Брови доктора слегка подпрыгнули вверх. Он невольно перевел взгляд с лежащей на кушетке Эммы Флит на дверь в приемную, где сидел крошечный сколок Эдмунда Хиллари, славного покорителя Эвереста.

— О, вы представить себе не можете, с каким страстным нетерпением Уилли увлек меня в свой будто кукольный домик, состоявший из одной небольшой комнаты с крохотным оконцем. Теперь эта комнатка стала и моей. Уилли — всегда спокойный и добрый, всегда деликатный, всегда истинный джентльмен. И когда мы оказались в его домике, он себе не изменил. Он самым вежливым образом попросил меня дать ему мою блузку. Я ее сняла и протянула в его маленькие изящные ручки. Тогда он попросил юбку, и я подчинилась. И так он перечислял предметы моей одежды, пока я не оказалась… Не знаю, можно ли покраснеть с головы до ног, но мне тогда показалось, что я покраснела от макушки до пят. Я была в центре комнаты, как огромный костер, и полыхала, то бледнея всем телом, то снова краснея, то снова бледнея.
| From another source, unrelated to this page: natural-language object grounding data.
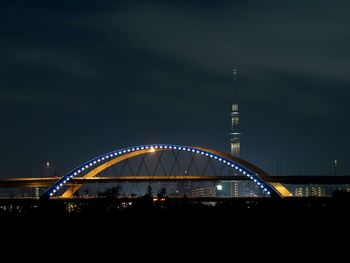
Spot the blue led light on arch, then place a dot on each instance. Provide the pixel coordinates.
(120, 152)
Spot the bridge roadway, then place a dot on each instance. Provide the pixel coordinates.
(45, 182)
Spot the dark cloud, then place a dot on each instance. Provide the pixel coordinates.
(84, 77)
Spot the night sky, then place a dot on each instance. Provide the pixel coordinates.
(80, 78)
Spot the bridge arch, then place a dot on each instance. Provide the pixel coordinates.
(96, 165)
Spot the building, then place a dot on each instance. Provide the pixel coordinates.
(208, 191)
(309, 190)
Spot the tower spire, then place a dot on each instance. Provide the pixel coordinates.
(234, 75)
(235, 142)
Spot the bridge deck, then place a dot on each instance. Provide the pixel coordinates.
(45, 182)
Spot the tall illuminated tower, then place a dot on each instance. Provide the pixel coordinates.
(235, 141)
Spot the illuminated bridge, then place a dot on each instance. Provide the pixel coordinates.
(167, 163)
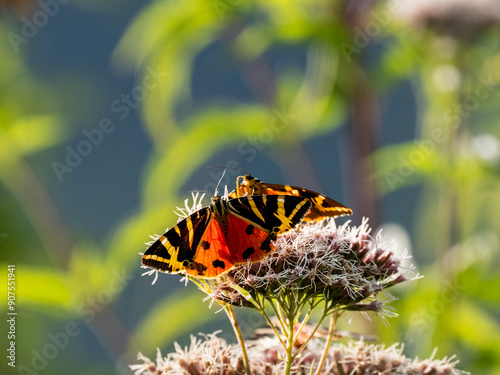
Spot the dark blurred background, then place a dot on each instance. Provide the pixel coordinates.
(111, 113)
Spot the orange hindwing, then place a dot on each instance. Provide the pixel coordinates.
(228, 232)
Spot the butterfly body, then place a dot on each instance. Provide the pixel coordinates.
(322, 206)
(228, 232)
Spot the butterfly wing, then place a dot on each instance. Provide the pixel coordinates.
(175, 251)
(273, 214)
(322, 206)
(246, 241)
(212, 256)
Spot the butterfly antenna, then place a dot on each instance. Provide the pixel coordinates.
(218, 183)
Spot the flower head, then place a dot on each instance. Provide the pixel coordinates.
(212, 355)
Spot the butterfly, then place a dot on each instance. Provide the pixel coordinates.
(212, 240)
(322, 206)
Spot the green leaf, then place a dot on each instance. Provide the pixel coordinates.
(177, 314)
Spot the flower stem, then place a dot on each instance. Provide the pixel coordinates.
(230, 313)
(328, 342)
(289, 351)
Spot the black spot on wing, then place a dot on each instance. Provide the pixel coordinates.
(248, 252)
(199, 221)
(157, 248)
(267, 206)
(219, 263)
(198, 267)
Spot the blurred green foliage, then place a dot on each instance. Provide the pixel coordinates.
(455, 234)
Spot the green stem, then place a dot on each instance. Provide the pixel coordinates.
(304, 321)
(311, 335)
(230, 313)
(328, 343)
(271, 323)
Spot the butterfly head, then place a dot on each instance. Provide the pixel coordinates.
(247, 182)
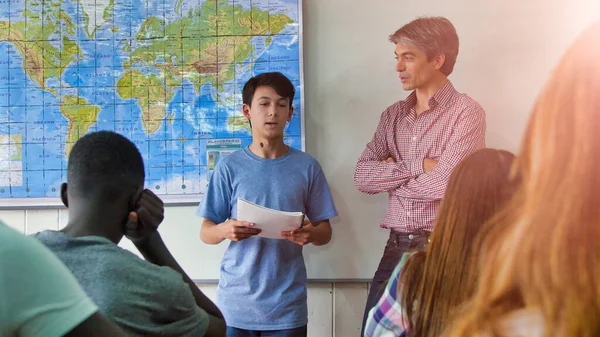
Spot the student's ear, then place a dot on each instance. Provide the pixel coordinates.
(135, 199)
(63, 194)
(439, 61)
(246, 111)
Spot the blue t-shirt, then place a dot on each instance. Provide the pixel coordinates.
(262, 283)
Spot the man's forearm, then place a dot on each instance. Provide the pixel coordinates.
(321, 233)
(155, 251)
(374, 177)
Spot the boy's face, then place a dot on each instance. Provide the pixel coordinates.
(268, 113)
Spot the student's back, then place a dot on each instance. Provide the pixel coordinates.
(106, 201)
(39, 296)
(141, 297)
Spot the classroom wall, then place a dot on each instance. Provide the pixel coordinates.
(507, 50)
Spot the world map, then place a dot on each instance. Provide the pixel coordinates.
(167, 74)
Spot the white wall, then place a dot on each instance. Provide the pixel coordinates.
(507, 50)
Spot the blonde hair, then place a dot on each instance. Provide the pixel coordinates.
(434, 36)
(544, 252)
(443, 277)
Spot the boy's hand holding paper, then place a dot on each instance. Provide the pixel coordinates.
(301, 236)
(235, 230)
(272, 223)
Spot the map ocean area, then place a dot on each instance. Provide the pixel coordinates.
(166, 74)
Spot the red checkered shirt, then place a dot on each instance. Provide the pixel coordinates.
(452, 128)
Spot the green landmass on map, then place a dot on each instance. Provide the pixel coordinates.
(43, 60)
(80, 114)
(237, 123)
(188, 49)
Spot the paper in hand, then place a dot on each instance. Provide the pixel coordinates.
(271, 222)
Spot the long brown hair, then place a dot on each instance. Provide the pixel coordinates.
(544, 252)
(442, 278)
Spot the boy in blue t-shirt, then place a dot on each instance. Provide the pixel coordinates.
(262, 285)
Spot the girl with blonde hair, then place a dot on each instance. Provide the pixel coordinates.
(540, 268)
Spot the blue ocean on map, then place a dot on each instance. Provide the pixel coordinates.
(87, 72)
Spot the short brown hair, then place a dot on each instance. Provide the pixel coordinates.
(434, 35)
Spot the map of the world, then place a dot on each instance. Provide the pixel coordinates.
(167, 74)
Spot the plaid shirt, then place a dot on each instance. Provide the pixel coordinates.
(388, 318)
(452, 128)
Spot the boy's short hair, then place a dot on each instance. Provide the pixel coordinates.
(276, 80)
(104, 165)
(434, 36)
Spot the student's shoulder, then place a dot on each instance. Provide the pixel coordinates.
(17, 244)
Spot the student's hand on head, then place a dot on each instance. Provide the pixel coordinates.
(300, 236)
(237, 230)
(146, 218)
(429, 165)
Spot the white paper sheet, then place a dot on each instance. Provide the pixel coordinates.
(270, 221)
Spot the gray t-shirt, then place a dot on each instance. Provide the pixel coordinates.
(142, 298)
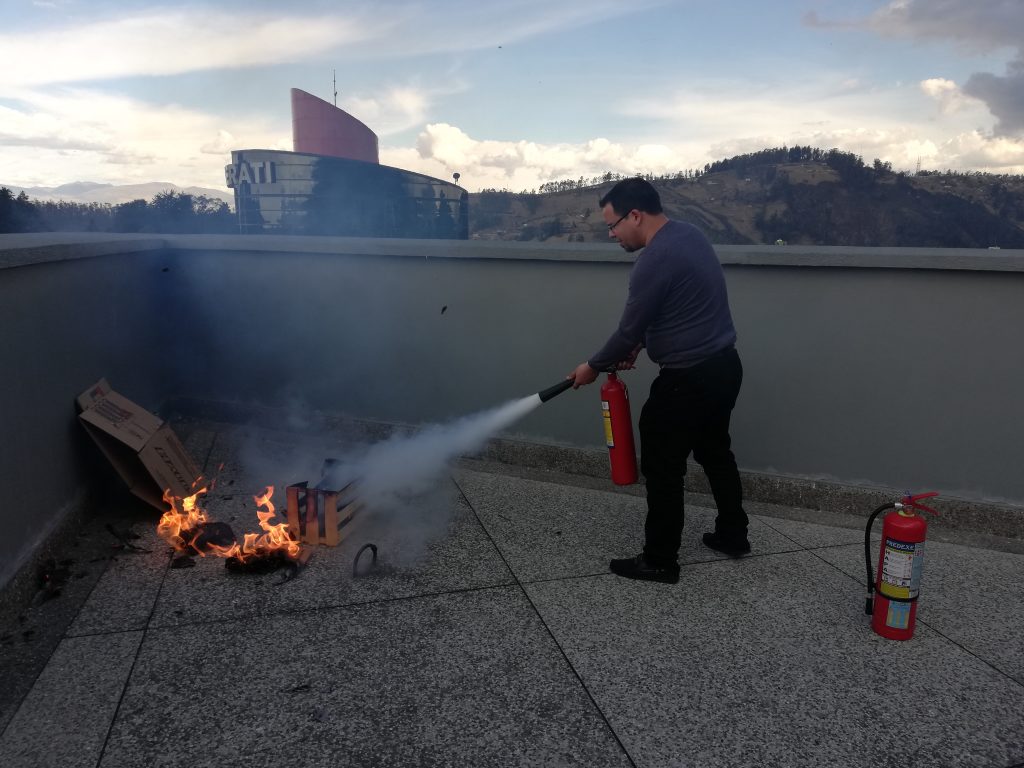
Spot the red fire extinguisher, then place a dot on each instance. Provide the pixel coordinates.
(619, 430)
(894, 609)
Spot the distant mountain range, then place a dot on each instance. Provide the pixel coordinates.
(796, 196)
(92, 192)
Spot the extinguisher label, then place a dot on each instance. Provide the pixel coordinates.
(901, 566)
(609, 437)
(898, 615)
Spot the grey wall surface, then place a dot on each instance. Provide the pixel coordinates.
(871, 367)
(65, 325)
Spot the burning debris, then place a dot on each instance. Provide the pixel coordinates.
(187, 528)
(315, 516)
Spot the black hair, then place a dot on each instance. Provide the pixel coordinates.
(633, 194)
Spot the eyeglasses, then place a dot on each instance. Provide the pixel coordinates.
(611, 227)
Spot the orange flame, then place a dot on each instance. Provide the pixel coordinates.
(179, 526)
(181, 519)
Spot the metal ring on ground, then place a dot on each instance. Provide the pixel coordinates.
(364, 548)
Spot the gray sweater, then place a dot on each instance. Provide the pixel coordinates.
(677, 307)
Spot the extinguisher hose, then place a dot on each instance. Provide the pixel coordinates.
(869, 602)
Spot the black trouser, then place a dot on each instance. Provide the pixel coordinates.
(688, 411)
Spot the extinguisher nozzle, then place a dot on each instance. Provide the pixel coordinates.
(547, 394)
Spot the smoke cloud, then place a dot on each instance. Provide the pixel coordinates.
(395, 470)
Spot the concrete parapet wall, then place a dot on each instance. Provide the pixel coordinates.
(893, 368)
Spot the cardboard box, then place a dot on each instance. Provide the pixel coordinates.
(142, 449)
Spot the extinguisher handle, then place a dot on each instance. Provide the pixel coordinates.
(914, 501)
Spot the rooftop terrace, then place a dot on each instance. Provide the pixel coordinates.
(489, 632)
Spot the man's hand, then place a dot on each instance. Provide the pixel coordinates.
(630, 363)
(583, 375)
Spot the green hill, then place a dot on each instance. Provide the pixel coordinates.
(800, 196)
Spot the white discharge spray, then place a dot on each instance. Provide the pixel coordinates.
(406, 466)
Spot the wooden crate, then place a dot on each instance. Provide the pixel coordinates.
(320, 515)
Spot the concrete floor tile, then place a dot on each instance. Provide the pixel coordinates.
(770, 660)
(469, 679)
(811, 536)
(974, 597)
(64, 721)
(548, 530)
(125, 595)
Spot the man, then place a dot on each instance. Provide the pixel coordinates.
(679, 310)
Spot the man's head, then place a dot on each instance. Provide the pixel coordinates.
(632, 209)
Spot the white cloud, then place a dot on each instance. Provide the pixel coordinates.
(947, 94)
(83, 134)
(396, 110)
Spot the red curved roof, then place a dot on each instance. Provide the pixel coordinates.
(321, 128)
«Боже! — вскричал Уилли. — Словно распустился огромный бутон самой прекрасной на свете камелии!»

И при этих его словах я снова зарумянилась от стыда от макушки до пят и новые волны огня и холода покатились у меня по телу, но было чрезвычайно оградно чувствовать, как моя кожа вызывает в Уилли упоение восторга. И что, по-вашему, Уилли сделал потом? Догадайтесь!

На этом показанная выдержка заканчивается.